Crosby hatte sich in den Kopf gesetzt eine Expedition in die Südsee auszustatten um die Nadel im Heuhaufen zu suchen. Um die enormen Kosten zu bestreiten, begann er seinen Beruf als Anwalt zu professionalisieren. Alsbald zog es ihn nach Chicago, wo er bei einem angesehenen Anwalt Vorschub auf eine Karriere leistete. 

Tatsächlich wurde Crosby nach seinen kläglichen Anfängen ein gewiefter Rechtsanwalt. Einer von Crosbys Klienten wurde des Mordes angeklagt, und dieser spannende Kriminalfall wird in einem wirkungsvollen Gerichtsdrama dem Leser vor Augen geführt. Daneben gibt es zahlreiche Nebenschauplätze und Querverbindungen, die der beliebten literarischen Konstruktionstechnik Keelers geschuldet ist. Während die meisten Autoren sich schon schwertun zwei nebeneinander und doch verbundene Handlungsstränge einißermaßen plausibel parallel zu erzählen, ist Keeler eine Art Jongleur, der gleich drei, vier oder fünf Handlungsstränge virtuos beherrschen kann, die nur mit einer an den Film erinnernden Schnitttechnik aneinandergereiht sind und am Ende des Romans zu einem großen Ganzen zusammengefügt werden.

Jeder andere Autor würde daran scheitern und den Eindruck vermitteln, die Konstruktion sei zu technisch und papiern, also leblos – nicht so bei Keeler, dem selbst die absonderlichste Idee lebendig und überzeugend zu geraten scheint.

Die Wendungen, die Das geheimnisvolle Netz nimmt, sind so abenteuerlich und hanebüchen, und doch nimmt der Leser diese Geschehnisse gespannt auf ohne dies dem Autor übel zu nehmen. Zu Beginn des großen Mordprozesses weiß Crosby nicht, ob sein Klient jenen Mord begangen hat, oder nicht. Aber im Verlauf stellt sich irgendwann die vermeintliche Schuld seines Klienten heraus und Crosbys in Australien vermutete Geliebte Lindell wird ebenfalls als Zeugin der Staatsanwaltschaft in diesem Prozeß vernommen. Als Crosby jedoch den Kontakt zu Lindell erneuern will, treten zwei Kriminalbeamte dazwischen und verhaften Crosby wegen eines anderen Falls, den er angenommen hat.

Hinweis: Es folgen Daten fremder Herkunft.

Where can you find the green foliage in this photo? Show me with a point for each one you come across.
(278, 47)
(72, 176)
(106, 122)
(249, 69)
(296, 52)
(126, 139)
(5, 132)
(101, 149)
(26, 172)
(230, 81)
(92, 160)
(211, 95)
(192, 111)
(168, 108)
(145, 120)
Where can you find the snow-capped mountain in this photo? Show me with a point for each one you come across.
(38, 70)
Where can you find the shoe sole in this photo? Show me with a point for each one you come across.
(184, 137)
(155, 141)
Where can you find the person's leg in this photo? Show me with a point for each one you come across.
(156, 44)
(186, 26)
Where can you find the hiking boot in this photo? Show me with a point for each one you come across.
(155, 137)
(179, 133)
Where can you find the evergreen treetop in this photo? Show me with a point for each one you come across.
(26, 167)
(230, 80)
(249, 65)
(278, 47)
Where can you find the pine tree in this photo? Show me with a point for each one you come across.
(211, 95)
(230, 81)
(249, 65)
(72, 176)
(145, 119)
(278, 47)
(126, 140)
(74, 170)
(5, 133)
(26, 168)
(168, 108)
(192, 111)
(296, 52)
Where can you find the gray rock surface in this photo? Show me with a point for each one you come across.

Die Wendungen dieses Romans werden immer absurder, ebenso die Zufälle, doch verzeiht man Keeler seine Spielereien – selbst als er eine Piratengeschichte des 17. Jahrhunderts mit der Kriminalgeschichte verquickt und sich am Ende des Romans herausstellt, daß das Mordopfer durch eine Apparatur des 17. Jahrhunderts erschossen worden ist – und sich der gesamte Mordfall in Luft auflöst.

Jener Lipke, der sich Artisten anschaut um einen von ihnen für einen einmaligen Auftritt zu engagieren, ist eine Größe im Kriminellenmilieu. Lipke wurde aus dem Gefängnis heraus von Crosbys Klienten engagiert, um den Hauptbelastungszeugen in diesem Mordprozeß aus dem Weg zu räumen. Lipke engagiert dafür einen Artisten, läßt ein Zirkuszelt aufbauen, engagiert desweiteren über 1200 Männer mit Handkoffern, die diesem Spektakel zuschauen sollen und dafür je 10 Dollar Gage erhalten, nach der Vorstellung müssen die Herrschaften ihre Schecks an einem Verkehrsknotenpunkt gegenzeichnen, so daß die Menschenmenge in die Straßenbahnen strömen – nur um ein Chaos in den öffentlichen Verkehrsmitteln hervorzurufen und so den fußlahmen Hauptbelastungszeugen in ein Automobil zu locken und zu entführen. Diese wahnwitzige Idee kann nur von Harry Stephen Keeler stammen, und so absurd sie auch ist, man verzeiht dem Autor und ist amüsiert.

Allerdings ist das Ende wirklich tragisch, denn alles läuft auf eine eheliche Verbindung von Crosby mit seiner angebeten Lindell hinaus – und damit nicht genug, auch die Heimkehr des Paares in die provinzielle Idylle des Staates Kansas deutet sich an.

Keeler ist ein außerordentlicher Fabulierer, dem immer wieder großartige Ideen und Passagen glücken, die ihresgleichen suchen. Auch die eigentümliche Atmosphäre in seinen Romankonstrukten ist eigenwillig und zweifellos einzigartig.